If we zoom in on the front page of the New York Times from Friday October 30, 1896, you can find the latest wagers on the upcoming election, “BETTING MORE LIVELY.; Col. Swords Placed $3,000 to $1,000 on McKinley.” In other words, good money had McKinley at 75% to win the upcoming election (as you no doubt know, he did win). We cannot speak to the saliency and numerosity of readers of the New York Times in 1896 about gambling odds, but we are confident that they would confuse most readers in 2020.

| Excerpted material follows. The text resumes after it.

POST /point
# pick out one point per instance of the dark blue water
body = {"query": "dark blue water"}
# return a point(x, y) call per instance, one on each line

A lot happens in the next 124 years of election forecasting. Gambling evolved from wagers to set prices on the main financial exchanges, back to wagers, and then finally onto legal (and less legal) prediction market exchanges. We can embarrass ourselves by highlighting the work of one of the authors of this piece, David Rothschild, who spent a lot of time understanding how to convert prediction markets prices into clearly digestible probabilities. Here is a screenshot of his site, PredictWise, in 2016. You will notice that it peaked at 89% for Clinton on the night before the 2016: she lost. More importantly for this piece, PredictWise focused on tables and charts to highlight the probability of an event occurring. This is straightforward for someone who understands probabilities, but does not do much to convey the true value of 89% or 11%
In 2020 there are two main prediction teams fighting it out with their mixed models of fundamentals (i.e., models built on economics, incumbency, etc.) and polling data: Nate Silver, ABC pundit and the FiveThirtyEight publisher, released his forecast to great fanfare on August 14: it had Biden at 71% to win. Notice how Silver moved past gambling odds (3 to 1), past tables and charts (both on the site, but not the leading visualization), into probabilities designed to look like frequencies (where 100 dots equal 100 random draws of possible outcomes). While there are not actually 100 versions of the world, Silver displays 100 versions to provide a salient illustration for the viewers.
Silver actually came from the world of understanding baseball, where, built on the ground-breaking work of Bill James, a lot of data makes it relatively easy to predict outcomes. You can see how these probabilities have been incorporated into baseball games, with this screenshot from ABC’s sister-station ESPN using probabilities that update all game long.
On the other hand, the Economist model, backed by Andrew Gelman and G. Elliot Morris, allows the user to toggle between the histogram and the frequency plot, which provides a similar graphical experience to Silver. Not fully germane to this piece, The Economist model is a more pure statistical model based on historical outcomes, while Silver added a lot of artificial noise in order to reach a lower starting probability for Biden. Gelman et al. 2020 provides a solid breakdown of the differences. Note on the day that the Silver model was launched at 71% for Biden, the Economist model was at 87%.
You will notice that PredictWise and David Rothschild are not really in this game any more. That 89% at the end for Clinton does not bother any of us that much: we don’t know the true underlying probability of Clinton winning the election under various circumstances. Besides, David can still brag about this prediction with Gelman that Trump would carry Florida by one, and his MSN and PredictWise polls that showed Trump carrying the upper-Midwest.
Instead, it is horse-race coverage in general that bother all of us.
Is horse-race coverage a substitute or complement to substantive news about politics and the election? It is possible that horse-race coverage may excite people about politics, driving them to learn more. But, more likely, with the very low amount of news that most Americans consume: it substitutes for more substantive news. Even worse, it is not like horse-race coverage is a harmless diversion, it may actually demotivate some voters, if the race is not expected to be close. So, what is next?
First, David and his colleagues (and co-authors of this piece) at MSR and PredictWise, now focus more on polling and passive data (like application or location data) as it helps stakeholders reallocate resources. While the occasional tweet will show where their polling data on horse-races are, especially if it is quite different from the general consensus (not too many other people saw Biden competing in Georgia, Ohio, Iowa, and Texas in July).
Second, we would rather use polling data for a much more important task: showing where there is a big disconnect between elites and the general public. From 2010 through 2016 that was trying to get anyone to understand how popular universal healthcare was. Now it is trying to get elites to understand how popular investment (and regulation) in green technology is.